Thursday, February 17, 2011

Southern Chicken Fried Steak with Homemade Cream Gravy and Roasted Garlic, Horseradish, Mascarpone Mashed Potatoes





I was inspired to try and make chicken fried steak after David and I ate one of the best in town at Norma's Cafe in Oak Cliff.  Norma's is a Dallas home cooking institution. Founded in 1956, they continue to serve up hot and delicious home-style meals, with a savory Southern flare.  Their signature dish is chicken fried steak smothered with cream gravy, which is sure to make anyone's mouth water.  The original location has been operating in Oak Cliff for over 50 years.  Norma's has another location on the Dallas Parkway in North Dallas.
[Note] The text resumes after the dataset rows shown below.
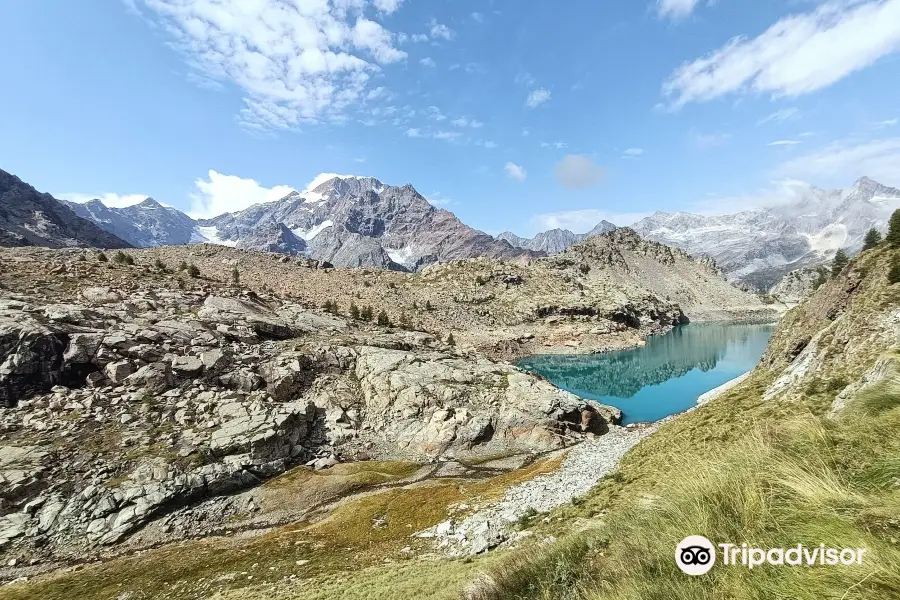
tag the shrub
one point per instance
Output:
(872, 239)
(893, 236)
(840, 261)
(894, 273)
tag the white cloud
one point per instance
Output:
(709, 140)
(799, 54)
(387, 6)
(295, 61)
(447, 135)
(778, 192)
(440, 31)
(228, 193)
(780, 116)
(435, 113)
(675, 9)
(575, 172)
(515, 171)
(537, 97)
(844, 161)
(582, 221)
(109, 199)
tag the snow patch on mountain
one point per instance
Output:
(308, 234)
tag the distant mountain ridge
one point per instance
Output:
(347, 221)
(30, 218)
(555, 241)
(758, 247)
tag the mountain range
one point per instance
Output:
(30, 218)
(757, 247)
(554, 241)
(349, 222)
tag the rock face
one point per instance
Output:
(555, 241)
(29, 218)
(758, 247)
(123, 404)
(143, 225)
(348, 222)
(797, 286)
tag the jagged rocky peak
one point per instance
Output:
(554, 241)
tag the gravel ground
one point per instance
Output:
(583, 467)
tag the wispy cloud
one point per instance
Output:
(537, 97)
(797, 55)
(515, 171)
(780, 116)
(846, 160)
(219, 193)
(709, 140)
(576, 172)
(582, 221)
(294, 64)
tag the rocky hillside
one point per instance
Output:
(129, 391)
(555, 241)
(758, 247)
(29, 218)
(622, 260)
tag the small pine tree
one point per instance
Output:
(840, 261)
(894, 273)
(893, 236)
(873, 238)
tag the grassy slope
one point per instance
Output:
(771, 473)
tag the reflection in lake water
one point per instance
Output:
(665, 376)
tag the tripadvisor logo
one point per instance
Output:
(696, 555)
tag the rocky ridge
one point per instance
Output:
(29, 218)
(124, 403)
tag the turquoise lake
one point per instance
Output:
(665, 376)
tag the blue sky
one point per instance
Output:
(515, 115)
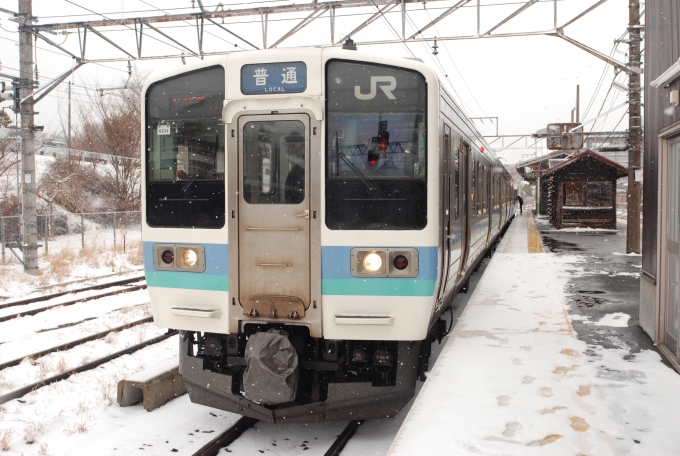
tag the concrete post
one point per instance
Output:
(114, 231)
(29, 226)
(634, 131)
(47, 233)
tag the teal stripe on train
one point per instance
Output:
(215, 277)
(336, 277)
(377, 287)
(187, 280)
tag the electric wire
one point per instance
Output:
(456, 68)
(109, 19)
(212, 34)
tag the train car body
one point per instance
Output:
(309, 214)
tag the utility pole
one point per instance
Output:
(634, 130)
(69, 116)
(29, 225)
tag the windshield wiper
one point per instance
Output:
(210, 163)
(359, 174)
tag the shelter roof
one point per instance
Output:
(588, 154)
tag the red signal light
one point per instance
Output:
(400, 262)
(168, 257)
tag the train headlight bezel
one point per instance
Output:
(186, 258)
(189, 258)
(372, 262)
(364, 262)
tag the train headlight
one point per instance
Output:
(189, 258)
(179, 257)
(372, 262)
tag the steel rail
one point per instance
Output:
(343, 438)
(213, 447)
(75, 343)
(34, 386)
(56, 295)
(70, 303)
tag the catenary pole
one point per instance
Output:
(29, 225)
(69, 115)
(634, 131)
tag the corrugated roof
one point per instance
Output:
(622, 170)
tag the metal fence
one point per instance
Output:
(107, 230)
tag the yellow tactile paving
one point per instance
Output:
(533, 238)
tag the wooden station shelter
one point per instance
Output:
(581, 191)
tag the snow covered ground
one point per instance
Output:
(514, 378)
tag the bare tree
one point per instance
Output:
(110, 124)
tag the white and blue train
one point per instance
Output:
(309, 214)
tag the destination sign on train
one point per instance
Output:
(272, 78)
(187, 100)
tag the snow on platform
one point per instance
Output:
(514, 379)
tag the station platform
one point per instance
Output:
(514, 378)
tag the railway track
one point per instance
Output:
(74, 301)
(75, 343)
(80, 290)
(85, 367)
(227, 437)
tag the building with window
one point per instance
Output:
(660, 274)
(581, 191)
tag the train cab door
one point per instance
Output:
(446, 213)
(273, 222)
(456, 231)
(463, 203)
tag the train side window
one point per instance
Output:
(376, 144)
(456, 184)
(473, 186)
(486, 191)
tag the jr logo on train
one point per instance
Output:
(309, 215)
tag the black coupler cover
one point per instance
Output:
(271, 374)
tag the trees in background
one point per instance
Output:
(109, 179)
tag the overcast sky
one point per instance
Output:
(527, 82)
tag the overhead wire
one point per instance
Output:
(109, 19)
(444, 45)
(212, 34)
(604, 71)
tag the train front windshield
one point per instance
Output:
(375, 147)
(185, 151)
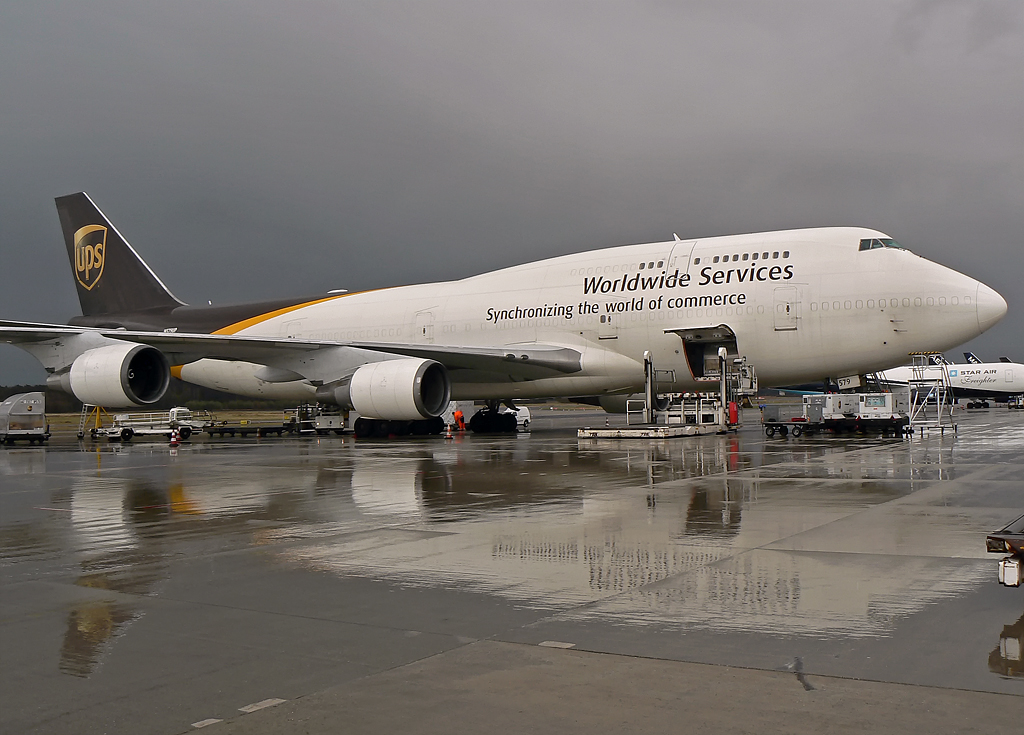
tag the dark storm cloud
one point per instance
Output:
(258, 149)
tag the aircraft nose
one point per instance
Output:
(991, 307)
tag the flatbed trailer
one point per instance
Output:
(155, 424)
(246, 427)
(839, 414)
(894, 426)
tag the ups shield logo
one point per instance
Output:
(90, 253)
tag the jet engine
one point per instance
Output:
(404, 389)
(118, 376)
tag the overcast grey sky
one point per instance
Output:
(256, 149)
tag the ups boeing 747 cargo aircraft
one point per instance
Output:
(800, 305)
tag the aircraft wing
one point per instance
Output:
(525, 361)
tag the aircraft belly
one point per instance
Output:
(240, 378)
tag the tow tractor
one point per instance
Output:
(1009, 541)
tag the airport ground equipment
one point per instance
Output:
(839, 413)
(310, 419)
(670, 415)
(258, 427)
(1009, 539)
(23, 416)
(127, 426)
(931, 395)
(92, 415)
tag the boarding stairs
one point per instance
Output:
(931, 395)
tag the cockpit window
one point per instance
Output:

Norma's is the classic cafe for that home-cooked meal you crave when you're away from home.


I've found there's an art to making chicken fried steak with crispy perfection.  We finally got it right this time, because it took a few attempts and a few recipes to perfect this dish.  The trick to the crust adhering to the steak, is dipping the steak in the flour mixture first, then the egg and milk mix, then back into the flour again.  You could add a tiny bit of cayenne pepper to give it a little kick if you like things spicy.  Chicken fried steak just isn't the same unless served with some fluffy and creamy mashed potatoes smothered in homemade cream gravy.  This is Texas cuisine at it's sinful best!  =)
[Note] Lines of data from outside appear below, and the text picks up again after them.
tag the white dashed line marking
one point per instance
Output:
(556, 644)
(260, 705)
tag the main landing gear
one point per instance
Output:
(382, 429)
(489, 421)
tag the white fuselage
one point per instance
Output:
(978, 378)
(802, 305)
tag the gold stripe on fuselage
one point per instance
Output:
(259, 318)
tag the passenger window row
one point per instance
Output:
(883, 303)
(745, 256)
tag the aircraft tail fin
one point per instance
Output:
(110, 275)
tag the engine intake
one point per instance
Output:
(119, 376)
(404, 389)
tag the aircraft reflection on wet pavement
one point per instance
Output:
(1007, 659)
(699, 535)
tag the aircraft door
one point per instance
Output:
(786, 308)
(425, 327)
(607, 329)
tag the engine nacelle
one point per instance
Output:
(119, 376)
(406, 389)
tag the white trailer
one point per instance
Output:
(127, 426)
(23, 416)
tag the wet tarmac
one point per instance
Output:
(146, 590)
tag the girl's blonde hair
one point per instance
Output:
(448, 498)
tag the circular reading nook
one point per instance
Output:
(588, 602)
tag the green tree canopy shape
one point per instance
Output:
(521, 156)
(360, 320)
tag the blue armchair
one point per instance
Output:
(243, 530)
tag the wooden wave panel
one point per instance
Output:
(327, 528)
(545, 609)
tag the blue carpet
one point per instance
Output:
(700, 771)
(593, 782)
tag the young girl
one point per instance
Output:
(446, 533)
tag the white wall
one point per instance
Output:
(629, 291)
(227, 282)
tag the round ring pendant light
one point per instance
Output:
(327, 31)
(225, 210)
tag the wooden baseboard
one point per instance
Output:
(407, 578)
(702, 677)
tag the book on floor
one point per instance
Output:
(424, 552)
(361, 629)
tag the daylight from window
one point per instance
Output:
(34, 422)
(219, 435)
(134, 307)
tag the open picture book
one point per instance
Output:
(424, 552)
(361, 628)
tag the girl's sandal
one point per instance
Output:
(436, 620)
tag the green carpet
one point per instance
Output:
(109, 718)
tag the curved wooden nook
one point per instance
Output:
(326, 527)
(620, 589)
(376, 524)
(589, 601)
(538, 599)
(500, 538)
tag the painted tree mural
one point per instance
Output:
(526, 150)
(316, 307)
4 - 4 oz round steak cutlets that have been tenderized
2 cups plus 2 TBSP all-purpose flour
Kosher salt and freshly ground pepper to taste
garlic powder to taste
2 large eggs, beaten
1 cup buttermilk
1/2 cup whole milk plus 2 cups for the gravy
1 tsp chicken bouillon granules
vegetable or canola oil for frying


In a shallow bowl, combine 2 cups of flour, season with salt, pepper and garlic powder to taste.  In a second shallow bowl, whisk together eggs, buttermilk, whole milk and chicken bouillon granules.  Season egg mixture with a little more salt, pepper and garlic powder.  One at a time, coat the steak pieces with the flour mixture, shaking off the excess, then dip into the egg mixture, coating evenly and allowing the excess to drip off.  Return to the flour mixture to coat evenly, again shaking off the excess.  Transfer the coated steak pieces to a plate.
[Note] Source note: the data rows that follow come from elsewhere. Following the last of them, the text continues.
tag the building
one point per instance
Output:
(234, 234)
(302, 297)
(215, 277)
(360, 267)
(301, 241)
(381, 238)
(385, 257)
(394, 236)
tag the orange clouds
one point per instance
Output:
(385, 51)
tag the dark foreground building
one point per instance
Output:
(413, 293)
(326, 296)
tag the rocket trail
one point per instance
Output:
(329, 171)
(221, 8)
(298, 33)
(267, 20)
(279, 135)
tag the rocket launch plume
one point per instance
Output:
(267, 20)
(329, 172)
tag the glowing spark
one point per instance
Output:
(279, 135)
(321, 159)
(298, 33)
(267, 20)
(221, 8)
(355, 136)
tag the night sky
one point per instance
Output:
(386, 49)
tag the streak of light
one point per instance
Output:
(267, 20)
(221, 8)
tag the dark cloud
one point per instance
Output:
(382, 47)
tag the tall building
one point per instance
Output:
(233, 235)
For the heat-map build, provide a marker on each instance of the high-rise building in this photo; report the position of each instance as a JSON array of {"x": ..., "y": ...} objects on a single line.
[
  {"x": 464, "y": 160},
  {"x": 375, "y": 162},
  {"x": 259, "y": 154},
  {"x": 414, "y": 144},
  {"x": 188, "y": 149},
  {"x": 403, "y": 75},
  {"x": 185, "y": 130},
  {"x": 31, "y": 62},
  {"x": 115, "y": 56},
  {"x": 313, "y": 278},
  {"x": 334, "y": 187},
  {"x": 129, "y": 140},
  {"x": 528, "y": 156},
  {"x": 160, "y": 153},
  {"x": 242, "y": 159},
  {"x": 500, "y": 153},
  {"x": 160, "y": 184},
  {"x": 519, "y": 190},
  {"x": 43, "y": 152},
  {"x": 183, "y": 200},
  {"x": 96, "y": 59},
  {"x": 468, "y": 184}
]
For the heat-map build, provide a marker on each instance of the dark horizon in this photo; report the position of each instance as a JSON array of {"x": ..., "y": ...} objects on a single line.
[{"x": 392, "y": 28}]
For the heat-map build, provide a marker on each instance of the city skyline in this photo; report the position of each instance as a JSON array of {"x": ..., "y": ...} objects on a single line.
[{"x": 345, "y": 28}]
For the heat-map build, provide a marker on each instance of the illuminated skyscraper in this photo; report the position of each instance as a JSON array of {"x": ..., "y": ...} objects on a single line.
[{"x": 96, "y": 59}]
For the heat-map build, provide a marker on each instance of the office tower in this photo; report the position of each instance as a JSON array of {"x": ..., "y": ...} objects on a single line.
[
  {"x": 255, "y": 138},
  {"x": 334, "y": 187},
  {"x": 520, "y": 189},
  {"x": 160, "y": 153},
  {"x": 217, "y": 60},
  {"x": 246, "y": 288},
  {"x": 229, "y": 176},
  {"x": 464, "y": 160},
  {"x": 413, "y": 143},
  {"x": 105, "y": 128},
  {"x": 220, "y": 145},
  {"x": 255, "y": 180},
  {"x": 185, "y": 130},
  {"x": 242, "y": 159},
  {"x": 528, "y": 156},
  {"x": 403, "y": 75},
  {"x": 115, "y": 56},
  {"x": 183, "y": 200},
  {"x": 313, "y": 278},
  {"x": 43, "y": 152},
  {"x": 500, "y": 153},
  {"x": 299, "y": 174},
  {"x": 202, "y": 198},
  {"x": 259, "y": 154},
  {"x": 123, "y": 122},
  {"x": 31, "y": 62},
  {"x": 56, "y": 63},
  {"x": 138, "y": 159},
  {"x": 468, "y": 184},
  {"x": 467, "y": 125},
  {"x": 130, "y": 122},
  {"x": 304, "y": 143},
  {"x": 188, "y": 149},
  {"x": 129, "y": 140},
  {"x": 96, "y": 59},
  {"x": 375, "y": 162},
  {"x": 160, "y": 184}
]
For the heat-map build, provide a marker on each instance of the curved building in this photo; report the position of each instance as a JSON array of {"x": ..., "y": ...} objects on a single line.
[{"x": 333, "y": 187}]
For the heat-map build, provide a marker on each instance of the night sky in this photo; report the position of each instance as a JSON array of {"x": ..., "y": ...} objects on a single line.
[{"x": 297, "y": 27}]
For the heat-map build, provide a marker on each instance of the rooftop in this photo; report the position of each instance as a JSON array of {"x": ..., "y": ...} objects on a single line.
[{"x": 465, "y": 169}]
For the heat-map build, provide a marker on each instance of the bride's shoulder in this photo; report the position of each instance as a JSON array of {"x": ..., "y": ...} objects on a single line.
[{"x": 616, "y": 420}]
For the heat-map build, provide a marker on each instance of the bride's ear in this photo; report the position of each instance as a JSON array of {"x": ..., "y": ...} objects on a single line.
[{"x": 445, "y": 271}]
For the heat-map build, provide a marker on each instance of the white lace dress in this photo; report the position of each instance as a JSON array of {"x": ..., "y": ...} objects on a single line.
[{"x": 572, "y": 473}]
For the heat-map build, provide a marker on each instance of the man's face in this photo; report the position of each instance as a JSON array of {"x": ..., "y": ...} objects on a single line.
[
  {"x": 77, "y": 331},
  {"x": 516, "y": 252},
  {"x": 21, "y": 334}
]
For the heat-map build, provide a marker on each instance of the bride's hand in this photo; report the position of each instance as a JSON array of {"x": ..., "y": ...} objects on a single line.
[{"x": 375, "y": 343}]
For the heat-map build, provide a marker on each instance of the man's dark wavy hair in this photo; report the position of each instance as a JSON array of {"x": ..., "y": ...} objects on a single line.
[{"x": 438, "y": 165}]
Preheat the oven to 200 degrees.  Set a wire rack on a rimmed baking sheet and place near the stove.  Pour oil to a depth of about 1 inch into a large, heavy frying pan (preferably cast iron), and heat over medium-high heat or until the oil shimmers, or when the oil is at 350 degrees.  Add the steaks and cook until the undersides are golden brown, about 1 - 1/2 to 2 minutes on each side.  Do in batches so as to not crowd if necessary.  Transfer to the rack and warm in the oven while making the gravy.


Carefully pour the hot fat from the frying pan into a bowl and set aside.  Wipe out the pan with paper towels.  In a saucepan, heat the remaining 2 cups of milk over medium heat to just below a boil and remove from the heat; set aside.  In original frying pan, return 2 TBSP of the fat and heat over medium-low heat.  Whisk in the remaining 2 TBSP flour and let bubble gently for 2 minutes.  Gradually whisk in the hot milk and bring to a boil over high heat.  Reduce the heat to medium-low and simmer whisking frequently, until lightly thickened, about 3 minutes.  Season with salt and pepper and pour into a gravy boat.  Serve the steaks at once, passing the gravy on the side.


Roasted Garlic, Horseradish, Mascarpone Mashed Potatoes (Inspired by Bolsa in Oak Cliff)


3 lbs baking potatoes
1/3 cup heavy cream or sour cream
1/3 cup mascarpone cheese
3 TBSP butter
6 cloves of roasted garlic, or to taste
1 - 2 TBSP horseradish, or to taste
salt and pepper to taste


Peel the potatoes and cut into chunks.  In a saucepan, combine the potatoes with salted water to cover, cover the pan, and bring to a boil over high heat.  Uncover, reduce the heat to medium and simmer until the potatoes are tender, 20 - 25 minutes.  Drain well.  Return the potatoes to the pan and stir over medium-low heat for 2 minutes to evaporate the excess moisture.  Cut 3 TBSP of butter into pieces and add to the potatoes.  Add the remaining ingredients.  Using a handheld mixer or potato masher, whip or mash the potatoes while adding enough cream to create a smooth mixture.  Season with salt and pepper.